Many healthcare human resources professionals believe the Patient Protection and Affordable Care Act and the new demands it places on hospital workforces will enhance the role of HR, particularly with respect to improving employee engagement as a means of boosting patient satisfaction.
Under the federal reforms, Medicare will put a price tag on patient satisfaction as part of the value-based purchasing initiative. Improving patient satisfaction may prove to be difficult, but the formula is simple: Higher Medicare reimbursements will require higher patient satisfaction scores, which will require higher employee engagement, which will require strong HR initiatives.
Stephanie Drake, executive director of the American Society for Healthcare Human Resources Administration, says employee engagement and its impact on patient satisfaction has gotten a lot of focus of late in healthcare HR circles. “Without a doubt, HR will play a role, but we don’t necessarily know what it will look like,” she says. “Many HR departments are still struggling to find their place in patient satisfaction and quality.”

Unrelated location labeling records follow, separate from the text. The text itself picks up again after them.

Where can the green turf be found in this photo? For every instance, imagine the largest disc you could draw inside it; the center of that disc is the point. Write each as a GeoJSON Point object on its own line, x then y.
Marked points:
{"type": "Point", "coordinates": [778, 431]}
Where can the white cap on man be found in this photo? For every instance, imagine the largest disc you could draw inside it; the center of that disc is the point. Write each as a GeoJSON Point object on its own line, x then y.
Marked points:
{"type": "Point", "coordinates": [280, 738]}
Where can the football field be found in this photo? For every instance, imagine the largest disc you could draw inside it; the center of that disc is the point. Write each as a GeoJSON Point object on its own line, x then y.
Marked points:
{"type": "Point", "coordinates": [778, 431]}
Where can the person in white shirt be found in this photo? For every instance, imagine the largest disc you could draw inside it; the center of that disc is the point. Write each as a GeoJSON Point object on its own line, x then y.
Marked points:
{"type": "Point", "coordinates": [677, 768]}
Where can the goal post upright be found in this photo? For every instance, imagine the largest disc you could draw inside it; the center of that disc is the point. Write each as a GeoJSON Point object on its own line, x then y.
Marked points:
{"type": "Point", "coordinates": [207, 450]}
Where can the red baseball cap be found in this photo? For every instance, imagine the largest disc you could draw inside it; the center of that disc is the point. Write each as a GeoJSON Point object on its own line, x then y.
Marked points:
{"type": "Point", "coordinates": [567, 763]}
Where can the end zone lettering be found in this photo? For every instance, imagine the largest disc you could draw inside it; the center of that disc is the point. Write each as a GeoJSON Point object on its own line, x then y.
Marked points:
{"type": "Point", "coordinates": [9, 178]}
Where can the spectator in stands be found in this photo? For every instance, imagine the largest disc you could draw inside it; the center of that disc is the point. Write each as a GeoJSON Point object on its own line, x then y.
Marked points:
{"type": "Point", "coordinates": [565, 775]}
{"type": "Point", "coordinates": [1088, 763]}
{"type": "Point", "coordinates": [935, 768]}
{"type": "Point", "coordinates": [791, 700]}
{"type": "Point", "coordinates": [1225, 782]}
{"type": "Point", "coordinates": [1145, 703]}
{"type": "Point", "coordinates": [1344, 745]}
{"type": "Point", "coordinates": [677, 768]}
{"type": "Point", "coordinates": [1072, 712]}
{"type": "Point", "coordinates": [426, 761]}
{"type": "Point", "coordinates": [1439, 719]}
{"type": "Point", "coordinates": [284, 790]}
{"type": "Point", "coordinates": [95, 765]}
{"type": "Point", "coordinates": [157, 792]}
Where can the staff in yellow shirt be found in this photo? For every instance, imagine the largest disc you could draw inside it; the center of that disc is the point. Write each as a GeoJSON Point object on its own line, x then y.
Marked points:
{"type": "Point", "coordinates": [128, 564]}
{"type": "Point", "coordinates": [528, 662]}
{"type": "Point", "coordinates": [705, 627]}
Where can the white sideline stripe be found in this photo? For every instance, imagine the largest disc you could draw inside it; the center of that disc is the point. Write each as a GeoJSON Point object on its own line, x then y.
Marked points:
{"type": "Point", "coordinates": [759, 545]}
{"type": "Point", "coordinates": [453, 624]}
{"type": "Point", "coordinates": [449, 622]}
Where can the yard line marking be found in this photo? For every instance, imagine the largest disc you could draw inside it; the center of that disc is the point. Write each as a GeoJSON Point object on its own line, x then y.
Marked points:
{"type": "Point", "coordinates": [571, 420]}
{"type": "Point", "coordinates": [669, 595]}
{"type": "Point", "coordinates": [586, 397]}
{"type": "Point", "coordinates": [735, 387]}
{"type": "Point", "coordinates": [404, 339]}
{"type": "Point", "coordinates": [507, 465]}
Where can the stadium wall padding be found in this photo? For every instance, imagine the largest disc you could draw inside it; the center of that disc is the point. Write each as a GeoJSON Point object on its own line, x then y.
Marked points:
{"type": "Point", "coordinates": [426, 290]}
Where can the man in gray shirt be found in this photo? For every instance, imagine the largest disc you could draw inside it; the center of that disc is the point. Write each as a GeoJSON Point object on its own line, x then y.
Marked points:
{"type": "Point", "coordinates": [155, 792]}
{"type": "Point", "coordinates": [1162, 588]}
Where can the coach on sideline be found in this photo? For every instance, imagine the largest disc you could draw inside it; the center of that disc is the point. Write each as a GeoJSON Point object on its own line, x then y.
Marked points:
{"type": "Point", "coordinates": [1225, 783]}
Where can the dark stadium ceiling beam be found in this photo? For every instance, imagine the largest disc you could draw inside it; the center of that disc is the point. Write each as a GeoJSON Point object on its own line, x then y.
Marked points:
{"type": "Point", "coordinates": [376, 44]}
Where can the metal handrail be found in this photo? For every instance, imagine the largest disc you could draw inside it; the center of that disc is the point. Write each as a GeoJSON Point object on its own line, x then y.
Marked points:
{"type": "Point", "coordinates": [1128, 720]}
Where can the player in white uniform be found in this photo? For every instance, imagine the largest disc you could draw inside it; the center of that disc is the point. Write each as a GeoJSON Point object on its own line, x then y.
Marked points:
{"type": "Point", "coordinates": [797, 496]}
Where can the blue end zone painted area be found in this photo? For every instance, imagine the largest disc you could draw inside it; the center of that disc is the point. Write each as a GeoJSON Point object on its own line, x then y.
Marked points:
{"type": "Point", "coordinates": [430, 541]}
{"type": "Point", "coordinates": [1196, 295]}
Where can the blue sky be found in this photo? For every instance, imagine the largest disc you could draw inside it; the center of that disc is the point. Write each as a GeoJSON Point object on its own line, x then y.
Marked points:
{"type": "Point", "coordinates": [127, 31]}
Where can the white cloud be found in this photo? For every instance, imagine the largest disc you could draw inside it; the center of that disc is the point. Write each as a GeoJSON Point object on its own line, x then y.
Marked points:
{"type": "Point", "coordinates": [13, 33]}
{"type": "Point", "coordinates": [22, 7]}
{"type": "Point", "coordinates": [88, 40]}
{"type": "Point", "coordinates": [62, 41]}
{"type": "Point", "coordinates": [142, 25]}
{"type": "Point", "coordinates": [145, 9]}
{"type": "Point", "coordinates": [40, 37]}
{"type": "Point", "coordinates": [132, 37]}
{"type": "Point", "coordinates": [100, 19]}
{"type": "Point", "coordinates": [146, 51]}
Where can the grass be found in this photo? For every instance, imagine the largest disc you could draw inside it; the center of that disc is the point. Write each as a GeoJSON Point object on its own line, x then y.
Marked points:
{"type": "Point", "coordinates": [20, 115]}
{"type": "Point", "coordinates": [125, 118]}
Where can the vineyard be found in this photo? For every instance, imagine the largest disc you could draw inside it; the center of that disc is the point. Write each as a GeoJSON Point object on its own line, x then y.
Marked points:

John Lacy, senior vice president of human resources at Methodist Health System, a seven-hospital system based in Dallas, says the growing realization that HR will have an even bigger impact on the bottom line on issues like patient satisfaction, and staff and physician recruiting and retention is changing C-suite attitudes about HR.
“I don’t have to opine or predict that. I am actually experiencing this,” Lacy said. “I am part of the top senior team which in the history of this health system was not the case prior. Talking to my peers in HR, there is a lot of attention being paid. In years past it was, ‘Yes, we need to do customer service training. It’s a nice idea.’ Now it’s very serious with the onset of value-based purchasing.”